A consulta começou em meados de dezembro e o prazo inicial para o envio de contribuições era 16 de janeiro, mas, segundo o ministério, houve pedido de diversos setores interessados em participar e que não conseguiram mandar as contribuições a tempo, por causa das festas de fim de ano, assim, o prazo foi prorrogado.
De acordo com o pesquisador da FGV, especialistas na área contribuíram bastante para essa consulta pública, mas faltou engajamento maior da sociedade, com a participação de cidadãos "entendendo do que trata a internet das coisas e contribuindo com seu ponto de vista".
"Essa é a principal função de uma consulta pública pela internet, que o cidadão possa colocar a sua opinião. A gente viu muita participação de grupos específicos da sociedade civil e de empresas e pouco de cidadão individual. Isso significa que o Estado não fez um bom trabalho para capacitar as pessoas nesse tema, as pessoas continuam não conhecendo sobre os impactos da internet das coisas, achando que não têm nada a contribuir. E, na verdade, a internet das coisas trata de coisas que eles usam diariamente".
Magrani também critica o fato de a consulta ter sido aberta no período das festas de fim de ano, o que, para ele, prejudica o debate.

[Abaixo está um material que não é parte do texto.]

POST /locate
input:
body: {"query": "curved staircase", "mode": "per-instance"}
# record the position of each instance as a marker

"O Estado tem o dever de capacitar as pessoas para o debate. Foram dois meses, mas começou em meados de dezembro, quase natal, e iam fechar no início de janeiro, em meio a datas festivas e ainda voltando de férias. Com que intuito o Estado quis colocar essa consulta pública na calada da noite? Afastar as pessoas do debate? A ideia é incluir as pessoas. É um equívoco colocar uma consulta pública entre natal e réveillon", disse ele.

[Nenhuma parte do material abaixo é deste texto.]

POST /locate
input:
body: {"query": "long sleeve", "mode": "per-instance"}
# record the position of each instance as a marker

O MCTIC informou que o próximo passo é "consolidar as informações coletadas na Consulta Pública e juntá-las às demais informações produzidas pelo Estudo de IoT, realizado pelo consórcio contratado pelo BNDES que trabalha para a Cooperação Técnica entre o BNDES e o MCTIC para gerar o diagnóstico e propor ações para o desenvolvimento da utilização e da geração de valor que a Internet das Coisas pode gerar para o país".